I didn’t know it then, but that was the day my heart made its choice.
A quiet, steady choice.
One that would follow me for years — through silence, heartbreak, and finally… love.
BEFORE WE BECAME A MEMORY
Primary school wasn’t supposed to matter this much.
We were just children with oversized uniforms and dreams that changed every week. But somewhere between sharpened pencils and dusty playground afternoons, Ilyas became my safest place.
It started the day the class laughed at me.
I had mispronounced a word while reading aloud. The giggles were small at first, then louder. My face burned. I wanted the floor to open and swallow me.
Before I could sit down, he spoke.
“It’s not funny,” Ilyas said, his voice calm but firm. “At least she had the courage to try.”
The class went quiet.
He didn’t look at me when he said it. He just faced forward like it was nothing. But it was everything.
After that day, he began sitting beside me during prep time. Not officially. Just… naturally. If I struggled with math, he would slide his book closer. If he forgot a ruler, I would silently pass him mine. We never announced our friendship.
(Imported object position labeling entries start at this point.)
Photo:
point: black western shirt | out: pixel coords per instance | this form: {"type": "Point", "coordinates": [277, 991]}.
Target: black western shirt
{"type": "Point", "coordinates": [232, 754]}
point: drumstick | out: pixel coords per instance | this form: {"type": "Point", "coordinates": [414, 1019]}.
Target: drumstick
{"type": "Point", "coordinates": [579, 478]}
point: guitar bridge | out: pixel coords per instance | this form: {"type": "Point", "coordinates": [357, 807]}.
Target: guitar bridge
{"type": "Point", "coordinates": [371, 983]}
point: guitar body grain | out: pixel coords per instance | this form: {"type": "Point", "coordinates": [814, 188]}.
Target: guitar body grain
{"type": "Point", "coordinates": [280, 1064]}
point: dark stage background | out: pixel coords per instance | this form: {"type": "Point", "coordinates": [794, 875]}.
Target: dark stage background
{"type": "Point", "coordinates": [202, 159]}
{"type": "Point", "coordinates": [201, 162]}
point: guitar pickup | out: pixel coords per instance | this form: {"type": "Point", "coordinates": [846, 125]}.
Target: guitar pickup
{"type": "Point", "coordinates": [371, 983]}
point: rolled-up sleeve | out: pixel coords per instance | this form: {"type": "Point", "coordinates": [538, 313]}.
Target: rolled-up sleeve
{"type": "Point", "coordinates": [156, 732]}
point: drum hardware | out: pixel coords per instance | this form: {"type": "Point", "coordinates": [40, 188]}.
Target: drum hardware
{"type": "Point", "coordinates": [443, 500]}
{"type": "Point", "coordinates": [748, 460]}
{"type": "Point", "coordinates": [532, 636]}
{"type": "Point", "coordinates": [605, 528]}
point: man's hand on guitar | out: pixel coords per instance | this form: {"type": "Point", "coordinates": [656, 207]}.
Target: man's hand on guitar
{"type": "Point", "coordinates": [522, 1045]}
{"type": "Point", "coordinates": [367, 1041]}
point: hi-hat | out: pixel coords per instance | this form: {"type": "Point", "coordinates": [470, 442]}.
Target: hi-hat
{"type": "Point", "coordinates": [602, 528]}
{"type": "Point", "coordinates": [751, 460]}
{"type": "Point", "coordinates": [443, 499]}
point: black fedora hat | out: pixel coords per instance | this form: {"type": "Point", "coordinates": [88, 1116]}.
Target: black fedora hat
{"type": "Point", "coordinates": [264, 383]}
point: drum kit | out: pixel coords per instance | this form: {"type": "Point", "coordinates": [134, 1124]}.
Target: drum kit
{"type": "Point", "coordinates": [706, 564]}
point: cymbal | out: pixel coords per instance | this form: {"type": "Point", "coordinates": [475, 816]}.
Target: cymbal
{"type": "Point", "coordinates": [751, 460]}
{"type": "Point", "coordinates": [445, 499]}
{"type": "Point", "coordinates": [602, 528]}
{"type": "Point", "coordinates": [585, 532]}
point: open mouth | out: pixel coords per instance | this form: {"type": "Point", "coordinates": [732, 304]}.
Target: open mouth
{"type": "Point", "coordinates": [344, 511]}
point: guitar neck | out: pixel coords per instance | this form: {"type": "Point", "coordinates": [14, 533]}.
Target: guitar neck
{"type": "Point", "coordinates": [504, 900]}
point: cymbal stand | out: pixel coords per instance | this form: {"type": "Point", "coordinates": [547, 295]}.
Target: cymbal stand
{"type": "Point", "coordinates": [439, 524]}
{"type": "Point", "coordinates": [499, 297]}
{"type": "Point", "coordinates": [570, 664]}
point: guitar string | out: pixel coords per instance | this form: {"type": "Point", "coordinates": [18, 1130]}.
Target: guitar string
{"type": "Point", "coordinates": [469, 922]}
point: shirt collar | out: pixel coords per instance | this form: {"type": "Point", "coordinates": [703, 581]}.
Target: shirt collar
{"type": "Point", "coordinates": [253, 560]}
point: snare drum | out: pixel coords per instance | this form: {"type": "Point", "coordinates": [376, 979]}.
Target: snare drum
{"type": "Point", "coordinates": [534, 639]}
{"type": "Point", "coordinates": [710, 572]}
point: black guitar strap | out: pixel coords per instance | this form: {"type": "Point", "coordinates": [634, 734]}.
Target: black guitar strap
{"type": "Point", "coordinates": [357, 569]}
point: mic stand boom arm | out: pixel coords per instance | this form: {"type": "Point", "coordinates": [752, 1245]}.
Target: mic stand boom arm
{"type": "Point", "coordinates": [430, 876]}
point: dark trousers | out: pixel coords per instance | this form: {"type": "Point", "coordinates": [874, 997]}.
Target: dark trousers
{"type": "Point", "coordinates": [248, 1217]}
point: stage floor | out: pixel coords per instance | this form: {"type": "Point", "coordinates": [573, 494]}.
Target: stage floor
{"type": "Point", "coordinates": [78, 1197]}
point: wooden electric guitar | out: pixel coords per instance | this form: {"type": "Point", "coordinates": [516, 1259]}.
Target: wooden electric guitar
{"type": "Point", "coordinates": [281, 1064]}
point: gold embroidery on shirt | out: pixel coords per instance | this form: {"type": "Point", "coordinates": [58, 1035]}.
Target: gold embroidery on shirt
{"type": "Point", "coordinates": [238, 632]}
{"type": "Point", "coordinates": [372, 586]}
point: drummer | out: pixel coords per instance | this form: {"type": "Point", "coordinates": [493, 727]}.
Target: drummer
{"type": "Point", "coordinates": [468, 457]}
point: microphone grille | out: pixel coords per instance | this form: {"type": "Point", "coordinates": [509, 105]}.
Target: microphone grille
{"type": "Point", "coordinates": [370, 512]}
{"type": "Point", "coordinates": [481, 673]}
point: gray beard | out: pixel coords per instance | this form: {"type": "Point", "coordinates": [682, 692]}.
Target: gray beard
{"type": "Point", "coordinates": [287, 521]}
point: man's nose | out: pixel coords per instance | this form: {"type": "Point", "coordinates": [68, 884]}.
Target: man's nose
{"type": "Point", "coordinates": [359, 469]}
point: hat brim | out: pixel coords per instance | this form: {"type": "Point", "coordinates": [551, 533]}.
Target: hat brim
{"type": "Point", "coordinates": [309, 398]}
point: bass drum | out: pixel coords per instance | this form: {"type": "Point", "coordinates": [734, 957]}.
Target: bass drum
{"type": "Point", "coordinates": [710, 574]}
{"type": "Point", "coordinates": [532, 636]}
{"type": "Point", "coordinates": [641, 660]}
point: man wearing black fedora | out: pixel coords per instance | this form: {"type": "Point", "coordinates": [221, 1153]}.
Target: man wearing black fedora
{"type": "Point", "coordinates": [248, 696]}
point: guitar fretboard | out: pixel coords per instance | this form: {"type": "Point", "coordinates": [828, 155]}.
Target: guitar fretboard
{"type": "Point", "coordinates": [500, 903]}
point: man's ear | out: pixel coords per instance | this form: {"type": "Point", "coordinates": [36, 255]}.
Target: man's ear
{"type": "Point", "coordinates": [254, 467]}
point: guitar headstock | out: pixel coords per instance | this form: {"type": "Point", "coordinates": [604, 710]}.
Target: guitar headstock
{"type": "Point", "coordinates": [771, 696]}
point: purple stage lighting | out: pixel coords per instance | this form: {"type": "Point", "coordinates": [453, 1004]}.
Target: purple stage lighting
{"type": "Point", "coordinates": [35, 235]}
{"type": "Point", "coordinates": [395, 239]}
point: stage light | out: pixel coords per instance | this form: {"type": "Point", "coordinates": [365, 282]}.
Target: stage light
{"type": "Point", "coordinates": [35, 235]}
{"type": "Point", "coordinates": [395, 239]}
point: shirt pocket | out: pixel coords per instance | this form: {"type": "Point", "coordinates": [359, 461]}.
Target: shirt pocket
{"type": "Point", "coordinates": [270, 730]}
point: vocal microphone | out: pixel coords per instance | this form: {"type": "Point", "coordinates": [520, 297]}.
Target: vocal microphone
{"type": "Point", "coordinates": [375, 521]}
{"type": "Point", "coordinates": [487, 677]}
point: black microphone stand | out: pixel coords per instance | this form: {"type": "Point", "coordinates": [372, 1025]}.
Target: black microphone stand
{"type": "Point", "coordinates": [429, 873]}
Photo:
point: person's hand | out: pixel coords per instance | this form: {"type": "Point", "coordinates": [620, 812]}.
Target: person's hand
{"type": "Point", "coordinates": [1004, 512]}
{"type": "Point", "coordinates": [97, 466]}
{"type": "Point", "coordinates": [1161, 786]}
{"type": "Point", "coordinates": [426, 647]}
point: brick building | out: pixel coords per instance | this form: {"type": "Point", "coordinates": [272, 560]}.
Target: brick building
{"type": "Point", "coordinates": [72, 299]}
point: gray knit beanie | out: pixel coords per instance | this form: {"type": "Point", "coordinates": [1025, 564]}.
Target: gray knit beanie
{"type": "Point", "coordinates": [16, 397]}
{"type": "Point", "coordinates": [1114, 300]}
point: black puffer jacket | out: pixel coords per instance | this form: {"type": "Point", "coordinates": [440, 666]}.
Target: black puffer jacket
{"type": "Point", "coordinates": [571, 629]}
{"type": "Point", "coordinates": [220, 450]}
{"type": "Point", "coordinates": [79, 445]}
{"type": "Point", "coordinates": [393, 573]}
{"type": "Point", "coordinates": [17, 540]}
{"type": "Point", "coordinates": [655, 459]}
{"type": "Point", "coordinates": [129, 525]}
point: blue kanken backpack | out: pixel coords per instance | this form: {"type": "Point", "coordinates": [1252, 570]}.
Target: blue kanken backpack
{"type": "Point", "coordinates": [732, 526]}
It simply existed.
We shared secrets too small for adults to understand.
He once told me he was scared of failing his exams because his father expected so much. I told him I was scared of speaking in front of people again. He smiled and said, “Then we’ll both pass. And next time you read, I’ll be the only one you look at.”
And I did.
Somewhere between those quiet promises and stolen glances, my heart changed without asking for permission.
It wasn’t dramatic. It wasn’t fireworks.
It was soft.
It was knowing that if the world pointed at me, he would stand beside me.
The last year of primary school arrived faster than I was ready for.
Final exams felt heavier than just papers. They felt like a countdown.
The day we finished our last exam, the school exploded with noise. Students screamed, laughed, and threw papers in the air. Some cried. Some ran straight to their parents waiting outside the gate.
But I stood still.
Ilyas walked toward me, holding his transparent exam folder like he always did.
“So,” he said, forcing a smile, “that’s it.”
“That’s it,” I repeated.
The word felt wrong.
We both knew secondary schools would take us to different towns. Different lives. Different people.
“You’ll do well,” he said quietly. “You’re smarter than you think.”
I wanted to tell him he was the reason I believed that.
I wanted to say, Don’t forget me...
Instead, I asked, “Will you remember me?”
He looked at me then — really looked at me.
“How could I not?”
There were a thousand things hanging in the air between us. None of them spoke.
Students rushed past us. Parents called names. The sun felt too bright for a goodbye.
He reached into his bag and pulled out his blue pen — the one he always used during exams.
“Keep it,” he said. “For luck.”
My fingers brushed his when I took it. That small touch felt louder than the entire playground.
And then someone called his name.
He stepped back.
“I’ll see you again,” he said.
But we both knew that sometimes people say that when they don’t know if it’s true.
He walked away slowly at first, then faster, until he blended into the crowd of uniforms and dust and endings.
I stood there long after he disappeared.
That was the first time I understood that love doesn’t always end with a confession.
Sometimes, it ends with a pen… and a promise that echoes long after the person is gone.